The else clock is running. The six-party talks in East Asia to contain Pyongyang are a sham. The European Union talks in Geneva to contain Tehran are a sham. The U.N. Security Council talks in New York to contain the nuclear weapons proliferators are a sham. The only confab to wait out is the Congressional elections. After that, and regardless of how much noise the appeasers make in the House of Representatives, the fleet sails to defend America and enforce civilization.
Over the past two days I've read twice through Wikipedia's entry about Nuclear Artillery. I am reluctant to give too much weight to Wikipedia. There's no good reason, however, to doubt the accuracy of this particular entry. This stuff about nuclear artillery kept bothering me and what eventually came to mind was the old joke about the two buddies who were camping together. They exited their tent one morning to find a grizzly bear rumaging around. One of them calmly sat down and laced up his sneakers upon which the other commented,
"You don't think you can outrun that bear, do you?"
The answer was, "Of course not. But I don't have to outrun the bear. I just need to outrun you."
On one level nothing more than a little joke about paying attention to the problem one needs to solve and focusing on that rather than what might seem the more obvious problem.
When thinking about nuclear weapons and explosions we tend to see the grizzly bear; mutually assured destruction, entire cities wiped out by ICBMs. Nuclear winters. The end of days. Military thinkers, on the other hand, think about their potential enemies, terrain, logistics, strategy, and tactics. There were reasons, and probably quite good ones, that they developed nuclear artillery shells. And other reasons, again probably quite good ones, that they eventually removed them from inventory.
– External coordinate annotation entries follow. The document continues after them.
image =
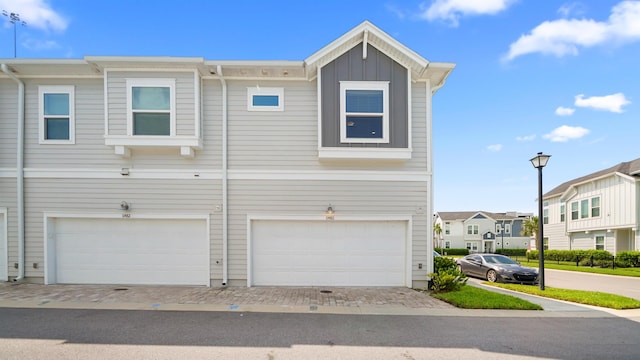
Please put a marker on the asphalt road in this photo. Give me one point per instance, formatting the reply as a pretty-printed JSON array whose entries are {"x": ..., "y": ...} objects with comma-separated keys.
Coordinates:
[
  {"x": 620, "y": 285},
  {"x": 108, "y": 334}
]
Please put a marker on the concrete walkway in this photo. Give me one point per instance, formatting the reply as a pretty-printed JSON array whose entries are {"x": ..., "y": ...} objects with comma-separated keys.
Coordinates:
[{"x": 327, "y": 300}]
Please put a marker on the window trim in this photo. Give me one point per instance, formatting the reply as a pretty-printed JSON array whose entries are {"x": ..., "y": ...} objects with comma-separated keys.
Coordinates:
[
  {"x": 56, "y": 89},
  {"x": 595, "y": 207},
  {"x": 604, "y": 242},
  {"x": 268, "y": 91},
  {"x": 364, "y": 85},
  {"x": 171, "y": 84}
]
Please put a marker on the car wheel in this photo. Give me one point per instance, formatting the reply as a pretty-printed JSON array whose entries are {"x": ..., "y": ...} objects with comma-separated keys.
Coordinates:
[{"x": 492, "y": 276}]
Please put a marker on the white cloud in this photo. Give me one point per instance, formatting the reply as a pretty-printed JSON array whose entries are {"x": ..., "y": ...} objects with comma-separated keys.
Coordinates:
[
  {"x": 613, "y": 103},
  {"x": 565, "y": 133},
  {"x": 563, "y": 111},
  {"x": 495, "y": 147},
  {"x": 36, "y": 13},
  {"x": 452, "y": 10},
  {"x": 526, "y": 138},
  {"x": 564, "y": 36}
]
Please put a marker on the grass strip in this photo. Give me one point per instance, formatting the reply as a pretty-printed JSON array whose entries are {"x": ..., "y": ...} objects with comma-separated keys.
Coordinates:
[
  {"x": 470, "y": 297},
  {"x": 634, "y": 272},
  {"x": 594, "y": 298}
]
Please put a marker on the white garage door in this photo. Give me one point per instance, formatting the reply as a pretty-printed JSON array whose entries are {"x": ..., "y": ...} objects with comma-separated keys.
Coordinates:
[
  {"x": 328, "y": 253},
  {"x": 131, "y": 251}
]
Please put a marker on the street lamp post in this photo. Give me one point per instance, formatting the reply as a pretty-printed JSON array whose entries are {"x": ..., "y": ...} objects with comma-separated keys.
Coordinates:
[
  {"x": 502, "y": 233},
  {"x": 14, "y": 18},
  {"x": 540, "y": 161}
]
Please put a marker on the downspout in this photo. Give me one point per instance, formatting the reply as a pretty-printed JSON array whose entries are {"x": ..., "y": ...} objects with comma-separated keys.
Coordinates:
[
  {"x": 225, "y": 195},
  {"x": 19, "y": 171}
]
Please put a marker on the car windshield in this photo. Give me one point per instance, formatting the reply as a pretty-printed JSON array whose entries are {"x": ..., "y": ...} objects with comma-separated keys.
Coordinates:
[{"x": 499, "y": 260}]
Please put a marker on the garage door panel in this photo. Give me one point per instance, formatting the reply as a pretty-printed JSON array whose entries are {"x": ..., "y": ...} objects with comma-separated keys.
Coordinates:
[
  {"x": 140, "y": 251},
  {"x": 324, "y": 253}
]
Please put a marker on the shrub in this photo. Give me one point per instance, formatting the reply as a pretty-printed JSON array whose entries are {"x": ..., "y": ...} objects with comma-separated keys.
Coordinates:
[
  {"x": 451, "y": 252},
  {"x": 446, "y": 276},
  {"x": 628, "y": 259},
  {"x": 512, "y": 252},
  {"x": 447, "y": 280},
  {"x": 444, "y": 264}
]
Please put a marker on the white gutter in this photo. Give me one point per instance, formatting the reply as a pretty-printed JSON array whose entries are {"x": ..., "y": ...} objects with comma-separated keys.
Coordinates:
[
  {"x": 225, "y": 195},
  {"x": 19, "y": 171}
]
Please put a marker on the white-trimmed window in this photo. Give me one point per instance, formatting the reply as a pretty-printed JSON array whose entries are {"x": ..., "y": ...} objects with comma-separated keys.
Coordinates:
[
  {"x": 595, "y": 206},
  {"x": 265, "y": 99},
  {"x": 364, "y": 112},
  {"x": 56, "y": 114},
  {"x": 151, "y": 109}
]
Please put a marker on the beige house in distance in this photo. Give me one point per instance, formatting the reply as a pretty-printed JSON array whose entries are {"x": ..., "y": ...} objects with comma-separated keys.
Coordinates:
[
  {"x": 597, "y": 211},
  {"x": 187, "y": 171}
]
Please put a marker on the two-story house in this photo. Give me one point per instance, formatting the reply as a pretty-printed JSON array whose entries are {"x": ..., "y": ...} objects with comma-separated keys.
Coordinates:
[
  {"x": 481, "y": 231},
  {"x": 187, "y": 171},
  {"x": 596, "y": 211}
]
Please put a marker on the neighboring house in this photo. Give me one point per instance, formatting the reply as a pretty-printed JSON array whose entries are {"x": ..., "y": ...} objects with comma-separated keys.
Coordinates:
[
  {"x": 481, "y": 231},
  {"x": 597, "y": 211},
  {"x": 186, "y": 171}
]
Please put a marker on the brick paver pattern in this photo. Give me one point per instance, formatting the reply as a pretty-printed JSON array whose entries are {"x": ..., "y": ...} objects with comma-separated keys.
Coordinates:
[{"x": 283, "y": 296}]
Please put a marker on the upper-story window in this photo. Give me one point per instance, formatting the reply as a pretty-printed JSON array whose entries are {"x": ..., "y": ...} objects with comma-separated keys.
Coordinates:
[
  {"x": 265, "y": 99},
  {"x": 595, "y": 206},
  {"x": 584, "y": 209},
  {"x": 151, "y": 107},
  {"x": 57, "y": 115},
  {"x": 574, "y": 210},
  {"x": 364, "y": 112}
]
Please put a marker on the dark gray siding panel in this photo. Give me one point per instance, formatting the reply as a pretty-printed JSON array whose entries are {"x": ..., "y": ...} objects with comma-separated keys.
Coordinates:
[{"x": 376, "y": 67}]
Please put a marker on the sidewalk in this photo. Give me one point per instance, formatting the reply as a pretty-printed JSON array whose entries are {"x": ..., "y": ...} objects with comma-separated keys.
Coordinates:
[{"x": 324, "y": 300}]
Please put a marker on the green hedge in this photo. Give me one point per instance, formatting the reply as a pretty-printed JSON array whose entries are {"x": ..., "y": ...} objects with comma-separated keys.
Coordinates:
[
  {"x": 628, "y": 259},
  {"x": 572, "y": 255},
  {"x": 452, "y": 252},
  {"x": 512, "y": 252}
]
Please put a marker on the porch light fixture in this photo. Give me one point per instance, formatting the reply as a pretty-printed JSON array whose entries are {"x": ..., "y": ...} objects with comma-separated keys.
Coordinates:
[
  {"x": 329, "y": 214},
  {"x": 538, "y": 162}
]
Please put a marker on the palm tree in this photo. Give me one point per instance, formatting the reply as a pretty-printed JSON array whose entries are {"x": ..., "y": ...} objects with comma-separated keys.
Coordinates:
[
  {"x": 437, "y": 230},
  {"x": 530, "y": 228}
]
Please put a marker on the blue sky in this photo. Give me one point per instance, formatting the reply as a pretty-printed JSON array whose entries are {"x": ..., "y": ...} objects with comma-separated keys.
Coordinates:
[{"x": 551, "y": 76}]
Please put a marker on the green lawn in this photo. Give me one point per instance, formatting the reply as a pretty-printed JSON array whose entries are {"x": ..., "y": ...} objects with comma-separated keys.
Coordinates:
[
  {"x": 635, "y": 272},
  {"x": 470, "y": 297},
  {"x": 578, "y": 296}
]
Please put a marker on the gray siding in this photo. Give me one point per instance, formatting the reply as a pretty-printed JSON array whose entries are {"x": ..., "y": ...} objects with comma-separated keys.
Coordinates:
[
  {"x": 8, "y": 199},
  {"x": 376, "y": 67},
  {"x": 8, "y": 123}
]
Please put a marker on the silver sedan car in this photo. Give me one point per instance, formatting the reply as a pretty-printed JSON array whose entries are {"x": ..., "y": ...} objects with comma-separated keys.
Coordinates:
[{"x": 497, "y": 268}]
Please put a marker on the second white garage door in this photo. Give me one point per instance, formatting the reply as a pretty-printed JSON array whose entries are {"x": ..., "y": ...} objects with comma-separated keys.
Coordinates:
[
  {"x": 328, "y": 253},
  {"x": 131, "y": 251}
]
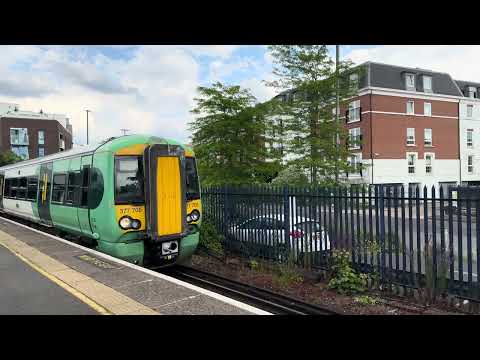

When reading the Wikipedia article one can see the rather boring and seemingly uninteresting development of various forms of nuclear artillery rounds from 280mm (11 inch diameter), nearly 5 ft. long, 1,000 lb. monsters with yields of several kiltotons of TNT down through smaller sizes, just a few hundred lbs, sub-100 ton yields and ultimately weapons that weighed less than a hundred pounds and yielded as little as 10 tons. I suppose it should be noted that was not limited to "artillery". There were also "mines" known as SADMs (Special Atomic Demolition Munition). The Soviets also engaged in developing these sorts of nukes. And, IIRC, both sides almost certainly developed nuclear torpedos and such.
The point is that these were all tactical weapons. Miniter would seem to have us believe that something which can't be fit into a suitcase and thunked down onto the scale at the airline counter is not "portable". We needn't worry, I suppose, about a terrorist hopping aboard a commercial airliner with a suitcase nuke. OK. But....
Things that weigh 100 - 1,000 pounds might not be suitable for packaging up as luggage but they can be quite portable. There's nary a landscaper alive who can't haul 1,000 lbs a reasonable distance. All you need is lift and a half-ton pickemup. Get yerself a forklift and a small flatbed or dumper and heck, they're small, take two. Something weighing 200 lbs can be manhandled into all but the tiniest autos by two men and a little boy. I don't find the idea that it twarn't no suitcase nuke the Norks fired up all that comforting.
Batchelor tells us that the Persians, via the Norks, have amply demonstrated both the missile technology and sufficiently small warhead to have created a strategic deterent. Perhaps.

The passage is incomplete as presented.